I have heard that S100 is the same but is there any proof, for whats its worth that amazon link you posted is showing 91 quid for a tub of S100 lol!


----------



## greymda (Feb 16, 2014)

just opened the link and i see Price:	$15.18


----------



## suds (Apr 27, 2012)

You want the best.... I've just used Race Glaze Black Label "dripping wet". Green/Red label have PTFE and extra carnauba...


----------



## Ultra (Feb 25, 2006)

Why not ask the detailer what lsp intends on using, he may not even use a wax


----------



## suds (Apr 27, 2012)

Ultra Detail said:


> Why not ask the detailer what lsp intends on using, he may not even use a wax


Now now place nice- the OP is clearly a gentleman of discerning taste who appreciates carnauba. Please let' not mention the unspeakable 'S' word :lol:


----------



## Ultra (Feb 25, 2006)

suds said:


> Now now place nice- the OP is clearly a gentleman of discerning taste who appreciates carnauba. Please let' not mention the unspeakable 'S' word :lol:


Cheers mate i've just had a proper:lol:.


----------



## Ads_ClioV6 (Apr 27, 2014)

get the vics red mate its cheap and superb for gloss and show looks i dont think allen is having a go m8 just his sense of humour lol take care ads


----------



## Stefan... (Mar 23, 2014)

Would vics red suit a blue car or is there a better alternative? Some people say its only good for black or red...


----------



## Ads_ClioV6 (Apr 27, 2014)

what is your budget i just used obsession wax show wax phaenna on my metallic blue and 1 word stunning


----------



## Ultra (Feb 25, 2006)

You are better off speaking to the detailer regarding the lsp that you want using, the look that your car may have goes way beyond the wax that is used to protect the paintwork.


----------



## SPARTAN (Nov 20, 2014)

Stefan... said:


> Would vics red suit a blue car or is there a better alternative? Some people say its only good for black or red...


Vics Red will be absolutely fine on a blue car. It's a quality wax at a great price.


----------



## cheekymonkey (Mar 15, 2008)

you could let the guy use his durable product, then coat it in what you want


----------



## Summit Detailing (Oct 9, 2006)

I'd firstly be asking the Detailer that's going to be working on the car what they intend to use for protection and go from there.

You wouldn't necessarily have to strip anything if you choose to use a different wax of your choice.

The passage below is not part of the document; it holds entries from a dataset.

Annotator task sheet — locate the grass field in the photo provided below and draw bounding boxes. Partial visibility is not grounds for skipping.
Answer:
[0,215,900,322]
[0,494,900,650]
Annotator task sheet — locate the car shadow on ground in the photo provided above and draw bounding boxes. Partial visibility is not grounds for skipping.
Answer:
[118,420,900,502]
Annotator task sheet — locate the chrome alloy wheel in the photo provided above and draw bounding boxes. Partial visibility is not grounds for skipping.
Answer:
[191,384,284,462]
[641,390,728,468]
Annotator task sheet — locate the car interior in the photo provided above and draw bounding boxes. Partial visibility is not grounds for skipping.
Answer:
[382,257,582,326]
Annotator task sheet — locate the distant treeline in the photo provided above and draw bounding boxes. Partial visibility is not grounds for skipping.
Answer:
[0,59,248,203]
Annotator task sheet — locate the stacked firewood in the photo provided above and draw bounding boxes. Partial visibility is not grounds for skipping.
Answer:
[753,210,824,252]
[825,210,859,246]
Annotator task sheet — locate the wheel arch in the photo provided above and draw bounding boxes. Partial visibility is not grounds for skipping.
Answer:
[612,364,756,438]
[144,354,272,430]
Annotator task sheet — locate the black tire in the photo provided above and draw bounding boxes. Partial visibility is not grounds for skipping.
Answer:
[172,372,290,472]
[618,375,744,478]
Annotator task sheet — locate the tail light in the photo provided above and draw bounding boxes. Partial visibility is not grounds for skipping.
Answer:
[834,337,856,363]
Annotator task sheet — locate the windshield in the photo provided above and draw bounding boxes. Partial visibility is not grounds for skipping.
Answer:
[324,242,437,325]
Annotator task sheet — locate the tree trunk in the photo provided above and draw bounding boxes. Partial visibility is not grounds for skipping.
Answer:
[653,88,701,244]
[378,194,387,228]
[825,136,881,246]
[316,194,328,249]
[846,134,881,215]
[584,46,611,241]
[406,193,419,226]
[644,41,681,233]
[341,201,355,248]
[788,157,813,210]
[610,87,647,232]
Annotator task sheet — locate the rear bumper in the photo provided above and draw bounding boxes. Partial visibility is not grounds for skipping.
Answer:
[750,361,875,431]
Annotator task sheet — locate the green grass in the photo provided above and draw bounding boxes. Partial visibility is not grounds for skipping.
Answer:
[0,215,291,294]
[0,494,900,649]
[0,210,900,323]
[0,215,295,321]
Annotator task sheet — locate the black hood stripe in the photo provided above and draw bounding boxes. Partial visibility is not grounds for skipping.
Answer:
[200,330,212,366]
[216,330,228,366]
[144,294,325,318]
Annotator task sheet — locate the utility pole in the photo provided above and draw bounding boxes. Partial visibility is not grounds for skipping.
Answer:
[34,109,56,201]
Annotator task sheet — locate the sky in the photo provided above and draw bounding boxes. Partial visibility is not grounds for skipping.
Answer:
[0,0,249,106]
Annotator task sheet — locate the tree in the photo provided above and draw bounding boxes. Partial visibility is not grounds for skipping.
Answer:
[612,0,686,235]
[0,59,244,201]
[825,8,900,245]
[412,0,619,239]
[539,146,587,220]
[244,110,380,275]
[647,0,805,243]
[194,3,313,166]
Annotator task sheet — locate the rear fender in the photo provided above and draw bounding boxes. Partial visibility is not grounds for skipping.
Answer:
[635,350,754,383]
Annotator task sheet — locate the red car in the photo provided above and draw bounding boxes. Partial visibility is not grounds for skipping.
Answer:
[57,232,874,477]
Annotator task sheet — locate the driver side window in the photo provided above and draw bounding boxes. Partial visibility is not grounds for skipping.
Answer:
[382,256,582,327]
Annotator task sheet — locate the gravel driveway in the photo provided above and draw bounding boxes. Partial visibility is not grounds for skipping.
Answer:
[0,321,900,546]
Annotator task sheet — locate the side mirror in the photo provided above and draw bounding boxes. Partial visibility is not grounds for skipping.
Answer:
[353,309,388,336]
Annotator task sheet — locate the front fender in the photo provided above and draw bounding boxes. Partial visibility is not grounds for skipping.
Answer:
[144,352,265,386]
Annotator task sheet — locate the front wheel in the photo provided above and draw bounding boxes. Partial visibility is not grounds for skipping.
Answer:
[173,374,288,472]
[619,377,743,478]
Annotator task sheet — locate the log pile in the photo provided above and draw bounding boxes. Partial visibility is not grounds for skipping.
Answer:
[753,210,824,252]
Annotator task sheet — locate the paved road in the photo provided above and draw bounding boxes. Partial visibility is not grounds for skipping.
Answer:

The way the car will look is all down to the finish achieved by the machine polishing stage(s) - the LSP differences only in durability, water behaviour and of course ease of application on&off if your going to be waxing yourself moving forward.

Happy Detailing:detailer:


----------



## 182_Blue (Oct 25, 2005)

The question asked is


> what is the best out there for paint protection and that wet look


Please keep on topic (i. e what's the best wax for him) from now on.


----------



## suds (Apr 27, 2012)

Stefan it's highly unlikely any offence intended in any posts- just robust comments at times. As 95% of the work is preparation, the majority of people won't see any discernible difference between one wax and another- durability and water behaviour being the most visible traits. So perhaps after a full correction the lsp supplied might not in reality be the most important factor. In fact most detailers will in any event offer you a choice of dressings - the last pro detailer I spoke to offered a range of finishes ending with a final choice of a wax which would cost you over 2 grand for a full pot....


----------



## msb (Dec 20, 2009)

Vics red a couple of layers will do everything the op wants and at a decent price, Britemax Vantage has to be worth a look as well


----------



## imran2nv (Oct 27, 2014)

I currently have Auto Finesse Illusion and Desire and Collinite 915. Illusion gives a great finish and a lot of people love it. 915 will last on your car for ages. To me Desire lasts as long as 915 and looks as good as Illusion. For me Desire is an awesome wax. Only thing against it is the price.


----------



## k9vnd (Apr 11, 2011)

Shaun said:


> The question asked is
> 
> Please keep on topic (i. e what's the best wax for him) from now on.


Easy and to avoid everyone throwing there product of choice to the op there ain't one!... everyones preference is different


----------



## AllenF (Aug 20, 2012)

As said so many time already and either deleted or ignored.
SPEAK TO THE GUY DOING IT 
he will know what best over his work.


----------